Além da maior adesão ao uso de máscaras em público, a equipe do Governo Bolsonaro tratou de responsabilizar exclusivamente o ministro da saúde, provocando a substituição de Eduardo Pazuello por Marcelo Queiroga, em uma toada de que Pazuello seguiu a cartilha negacionista do presidente, quando deveria ter conduzido a pasta de forma técnica, buscando apoio na base ponderada do Governo Federal.
Esse mesmo movimento de xadrez já foi usado outras vezes pelo governo para gerir crises, e assim vamos para o quarto ministro da saúde no segundo ano da pandemia. As falas iniciais de Queiroga denotam obediência, e não enfrentamento à Bolsonaro, em um claro indício de que a troca foi seis por meia dúzia.
É sintomático que o governo tente emplacar a narrativa de que o novo ministro será técnico, e não ideológico, quando técnica e ideologia caminham juntas. Fica cada vez mais claro que a gestão da pandemia no Governo Bolsonaro opera dentro de um cálculo político muito obtuso, que exclui a maioria da população. Na calculadora de Bolsonaro, só tem conta de subtrair, seja na economia, seja na saúde. O país perde dinheiro, as famílias perdem vidas.

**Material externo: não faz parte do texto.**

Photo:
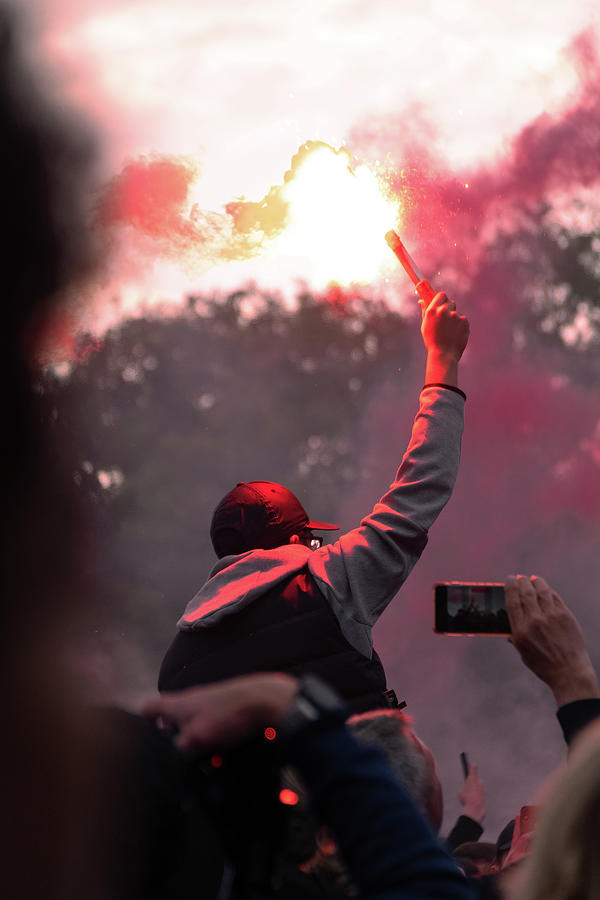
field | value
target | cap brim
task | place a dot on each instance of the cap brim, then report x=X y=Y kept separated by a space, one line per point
x=323 y=526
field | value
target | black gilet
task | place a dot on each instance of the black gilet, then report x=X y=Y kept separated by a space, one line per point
x=291 y=628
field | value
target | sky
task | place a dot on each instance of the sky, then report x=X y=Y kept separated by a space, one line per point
x=238 y=88
x=202 y=109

Não há como vencer o coronavírus de forma técnica, desapartada da política. A gestão da pandemia ocorre por meio das instituições, são as decisões dos gabinetes que mais impactam na vida de milhares de brasileiros, ainda que queiram naturalizar a tragédia. Qualquer saída será pela via política, de forma a pressionar o governo, por força das lideranças de oposição e atuação da sociedade civil.
Não há outro caminho para soerguer o país que não seja a política. Foi preciso eleger um governo de discurso antipolítico para chegarmos a essa conclusão da forma mais dramática possível, em meio a uma pandemia mortal.